• Don’t SCREAM for Ice Cream

    Don’t SCREAM for Ice Cream

    Summertime is here which means sweets galore and lots of cool treats like ice cream.

    Who doesn’t love ice cream??!?

    You can’t buy happiness, but you can buy ice cream, and that’s kind of the same thing!

    With its rich and creamy texture, endless supply of flavors and ability to be eaten year round, ice cream may possibly be the most perfect dessert ever devised by man.

    If that isn’t reason enough to love ice cream, the ways you can indulge in this cool and refreshing treat are just as endless as its flavor possibilities.  You can eat it on a cone, on a stick or in a bowl.  You can sandwich it between cookies or have it made into a cake.  It can be fried, shaken, or stacked high with a cherry on top and it can be served with root beer, or alongside your favorite pie, brownie or dessert of choice.

    However, for some of you the reason you SCREAM for ice cream may not be all that enjoyable.

    If eating ice cream or drinking cold drinks (such as milkshakes) make your teeth hurt, you are probably suffering from cold-sensitive teeth, but you are not alone.  At least 45 million adults in the United States complain of suffering from sensitive teeth.

    Have you ever wondered why?   Here are a few reasons why you might be experiencing this common problem.

    Tooth Decay or Gum Disease: If your cold-sensitive teeth also hurt when you aren’t eating or drinking something cold, you could be in the early stages of tooth decay or gum disease.   Cold-sensitive teeth can occur when the nerves within the tooth are exposed due to receding gums or worn tooth enamel.

    Overzealous Product Use: External factors that could cause cold-sensitive teeth include brushing your teeth to hard (we recommend using a soft toothbrush), overusing tooth whitening treatments, or acids from everyday food and drinks that can cause irreversible loss of your tooth enamel.

    Grinding Teeth and Stress: Cold-sensitive teeth also can develop if excessive tooth grinding (bruxism) wears away the tooth enamel and exposes nerves.  If you think that you are grinding your teeth, see your dentist to ask about options for how to protect your teeth.

    Exposed Nerve Roots: The biological reason behind teeth sensitivity to cold starts in the pulp of the tooth.
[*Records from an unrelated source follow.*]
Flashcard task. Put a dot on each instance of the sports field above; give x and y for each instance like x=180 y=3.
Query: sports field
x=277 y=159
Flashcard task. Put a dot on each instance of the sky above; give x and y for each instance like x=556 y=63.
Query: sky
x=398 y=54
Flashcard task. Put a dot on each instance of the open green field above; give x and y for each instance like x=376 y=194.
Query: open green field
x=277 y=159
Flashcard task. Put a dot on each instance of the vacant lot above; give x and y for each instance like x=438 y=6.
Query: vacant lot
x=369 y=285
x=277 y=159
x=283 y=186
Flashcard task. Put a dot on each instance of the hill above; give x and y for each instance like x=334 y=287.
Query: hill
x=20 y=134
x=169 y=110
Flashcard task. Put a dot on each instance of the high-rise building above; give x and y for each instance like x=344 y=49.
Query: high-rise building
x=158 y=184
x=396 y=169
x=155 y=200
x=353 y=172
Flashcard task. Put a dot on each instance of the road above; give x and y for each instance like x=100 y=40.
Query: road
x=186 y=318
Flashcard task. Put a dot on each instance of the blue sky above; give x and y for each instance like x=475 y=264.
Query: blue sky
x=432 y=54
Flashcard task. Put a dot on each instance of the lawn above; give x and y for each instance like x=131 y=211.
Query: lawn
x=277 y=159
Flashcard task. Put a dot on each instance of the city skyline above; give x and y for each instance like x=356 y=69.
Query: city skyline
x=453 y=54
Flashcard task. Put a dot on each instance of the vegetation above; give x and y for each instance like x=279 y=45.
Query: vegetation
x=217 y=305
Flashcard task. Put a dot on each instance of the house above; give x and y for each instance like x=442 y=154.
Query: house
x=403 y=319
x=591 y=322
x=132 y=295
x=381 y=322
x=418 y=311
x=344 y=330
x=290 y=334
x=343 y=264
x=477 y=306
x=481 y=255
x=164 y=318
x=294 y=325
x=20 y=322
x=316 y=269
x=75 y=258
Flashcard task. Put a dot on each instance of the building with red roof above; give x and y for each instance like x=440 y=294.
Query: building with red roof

The nerves in the pulp make teeth sensitive to cold when tooth roots become exposed due to receding gums or gum disease.

    Cracked Teeth: Over time, tiny cracks can develop as your teeth expand and contract with exposure to hot and cold temperatures.  The cracks provide another pathway to the nerves, making the teeth sensitive to cold.

    Receding Gums: If you notice persistent sensitivity to cold or heat in your teeth, give them a closer look.  Check you gum line to see whether your gums are pulling away from your teeth.  Receding gums can make it easier for feelings of hot and cold to travel to the nerves of your teeth.

    If you are experience sensitivity to cold, schedule an appointment with your dentist to help you identify the reason.  In the meantime, try to avoid cold or acidic foods, use a soft toothbrush and look for toothpaste designed for sensitive teeth.